That agriculture, already none too prosperous, suffered heavily under this capricious impost in the second century, seems to me a fact beyond all doubt. And, not being then a general imperial tax, it fell upon those provinces that were still flourishing producers of corn. Debasement of currency already lowered the value of money-taxes, and tempted emperors to extend the system of dues in kind. Under Diocletian and Galerius things came to a head. Vast increase of taxation was called for under the new system, and it was mainly taxation in kind. Already the failure of agriculture was notorious, and attempts had been made to enforce cultivation of derelict lands. The new taxation only aggravated present evils, and in despair of milder measures Constantine attached the coloni to the soil. Important as the legal foundation of the later serf-colonate, this law is historically still more important as a recognition of past failure which nothing had availed to check. He saw no way of preventing a general stampede from the farms save to forbid it as illegal, and to employ the whole machinery of the empire in enforcing the new law. This policy was only a part of the general tendency to fix everything in a rigid framework, to make all occupations hereditary, that became normal in the later Empire. The Codes are a standing record of the principle that the remedy for failure of legislation was more legislation of the same kind. Hard-pressed emperors needed all the resources they could muster, particularly food. They had no breathing-space to try whether more freedom might not promote enterprise and increase production, even had such a policy come within their view. Hence the cramping crystallizing process went on with the certainty of fate. The government, unable to develope existing industry, simply squeezed it to exhaustion.

How came it that the government was able to do this? How came it that agricultural tenants could be converted into stationary serfs without causing a general upheaval[1549] and immediate dissolution of the empire? Mainly, I think, because the act of Constantine was no more than a recognition de iure of a condition already created de facto by a long course of servilizing influences. Also because it was the apparent interest, not only of the imperial treasury but of the great proprietors generally, to tie down to the soil[1550] the cultivators of their estates. Labour was now more valuable than land. In corn-growing Africa the importance attached to the task-work of sub-tenants was a confession of this. And, law or no law, things had to move in one or other direction. Either the landlord and head-lessee had to win further control of the tenants, or the tenants must become less dependent. Only the former alternative was possible in the circumstances; and the full meaning of the change that turned de facto dependence into legal constraint may be stated as a recognition of the colonus as labourer rather than tenant. Whether the settlement of barbarians as domiciled aliens in some Provinces under strict conditions of farm-labour had anything to do with the creation of this new semi-servile status, seems hardly to be decided on defective evidence. At all events it cannot have hindered it. And we must make full allowance for the effect of various conditions in various Provinces. If we rightly suppose that the position of coloni had been growing weaker for some time before the act of Constantine, this does not imply that the process was due to the same causes operating alike in all parts of the empire in the same degree. The evidence of the Theodosian Code shews many local differences of phenomena in the fourth and fifth centuries; and it is not credible that there was a greater uniformity in the conditions of the preceding age. Laws might aim at uniformity, but they could not alter facts.

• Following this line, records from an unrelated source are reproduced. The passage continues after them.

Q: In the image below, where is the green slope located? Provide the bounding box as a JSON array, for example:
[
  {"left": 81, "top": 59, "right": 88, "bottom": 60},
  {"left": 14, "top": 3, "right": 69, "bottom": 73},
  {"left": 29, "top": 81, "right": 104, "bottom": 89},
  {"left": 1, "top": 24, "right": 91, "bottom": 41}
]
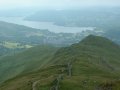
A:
[
  {"left": 0, "top": 35, "right": 120, "bottom": 90},
  {"left": 0, "top": 45, "right": 57, "bottom": 82}
]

My conclusion therefore is that the general character of the imperial system was the main cause of the later serf-colonate. However much the degradation of free farm-tenants, or the admission of slaves to tenancies, or the settlement of barbarians under conditions of service, may have contributed to the result, it was the mechanical nature of the system as a whole that gave effect to them all. After Trajan the rulers of the empire became more and more conscious that the problem before them was one of conservation, and that extension was at an end. Hadrian saw this, and strove to perfect the internal organization. By the time of Aurelian it was found necessary to surrender territory as a further measure of security. We can hardly doubt that under such conditions the machine of internal administration operated more mechanically than ever. Then, when the reforms of Diocletian made fresh taxation necessary to defray their cost, an agricultural crisis was produced by the turning of the imperial screw. The hierarchy of officials justified their existence by squeezing an assured revenue out of a population unable to resist but able to remove. There was no other source of revenue to take the place of the land: moreover, it was agricultural produce in kind that was required. Therefore the central bureaucracy, unchecked by any public opinion, did after its wont. In that selfish and servile world each one took care of his own skin. Compulsion was the rule: the coloni must be made to produce food: therefore they must be bound fast to the soil, or the empire would starve—and the officials with it.

ADDITIONAL NOTES TO CHAPTER L.

I cannot lose this opportunity of referring to a very interesting little book by M. Augé-Laribé, L’évolution de la France agricole [Paris 1912]. Much of it bears directly on the labour-question, and sets forth the difficulties hindering its solution. It is peculiarly valuable to a student of the question in the ancient world, because it lays great stress on the effect of causes arising from modern conditions. Causes operating in both ancient and modern times are thereby made more readily and clearly perceptible. Such modern influences in particular as the vast development of transport, the concentration of machine-industries in towns, and the constant attraction of better and more continuous wage-earning, by which the rustic is drawn to urban centres, are highly significant. The difference from ancient conditions is so great in degree that it practically almost amounts to a difference in kind. So too in the material resources of agriculture: the development of farm-machinery has superseded much hand-labour, while Science has increased the possible returns from a given portion of soil.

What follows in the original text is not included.